Overview

This chapter takes data from a remote border village in the north central province of Sri Lanka to analyse how and why Sri Lanka’s formal justice system fails women – particularly women in rural areas. Providing a general context to the challenges in accessing the formal legal system in the country, the chapter examines the specific context and justice claims of women in the village which was the target of a horrific bomb attack during Sri Lanka’s civil war (1983-2009).  

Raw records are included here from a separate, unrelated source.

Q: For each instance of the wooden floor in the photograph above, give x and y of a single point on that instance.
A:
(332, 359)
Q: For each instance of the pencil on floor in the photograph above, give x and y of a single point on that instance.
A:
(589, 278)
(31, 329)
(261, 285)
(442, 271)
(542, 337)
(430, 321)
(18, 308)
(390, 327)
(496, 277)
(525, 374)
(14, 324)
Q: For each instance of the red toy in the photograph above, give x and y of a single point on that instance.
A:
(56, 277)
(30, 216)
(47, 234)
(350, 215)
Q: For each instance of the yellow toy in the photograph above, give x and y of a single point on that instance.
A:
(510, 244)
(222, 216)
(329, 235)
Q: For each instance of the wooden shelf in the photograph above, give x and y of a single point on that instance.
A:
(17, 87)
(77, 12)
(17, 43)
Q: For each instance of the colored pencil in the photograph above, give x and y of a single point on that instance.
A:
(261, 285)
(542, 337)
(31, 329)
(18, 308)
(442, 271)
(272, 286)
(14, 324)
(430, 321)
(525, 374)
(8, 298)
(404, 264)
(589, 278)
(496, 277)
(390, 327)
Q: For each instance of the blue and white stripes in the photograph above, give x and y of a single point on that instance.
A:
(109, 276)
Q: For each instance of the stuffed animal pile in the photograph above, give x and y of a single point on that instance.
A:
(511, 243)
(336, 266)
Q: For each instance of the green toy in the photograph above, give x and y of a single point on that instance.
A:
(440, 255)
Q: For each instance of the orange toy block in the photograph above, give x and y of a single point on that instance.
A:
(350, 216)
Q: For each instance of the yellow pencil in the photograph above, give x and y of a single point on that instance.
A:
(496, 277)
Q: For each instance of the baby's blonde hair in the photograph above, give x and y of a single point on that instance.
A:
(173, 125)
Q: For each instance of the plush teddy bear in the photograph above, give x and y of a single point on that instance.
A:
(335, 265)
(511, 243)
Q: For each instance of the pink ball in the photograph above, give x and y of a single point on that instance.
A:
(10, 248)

Analysing the responses of women in the village to this trauma and its aftermath, the chapter builds an argument for the necessity of a transformative justice that would not only ensure full and equitable access for all women to the law, but also account for the limitations in both the substantive and procedural aspects of the current criminal justice system, and adjust/expand the emphasis on criminal accountability to also accommodate witnesses who refuse its adversariality and retribution.

Key Findings

  • The narratives of rural Sri Lankan women who experienced grave trauma in Sri Lanka’s civil war point to heterogenous memories and dissenting views on accessing the formal criminal justice system for war time harms.
  • The data points to the need for re-examining a common assumption that in contexts of grave harm, anger and resentment against perpetrators of the violence is the norm – a conjecture also informed by an adversarial legal system.
  • The data shows ambivalence towards the criminal justice system which point to rurality, low levels of legal literacy, the law’s delays and cultural/religious beliefs which shape the refusal to act as witnesses on the adversarial terms dictated by the law.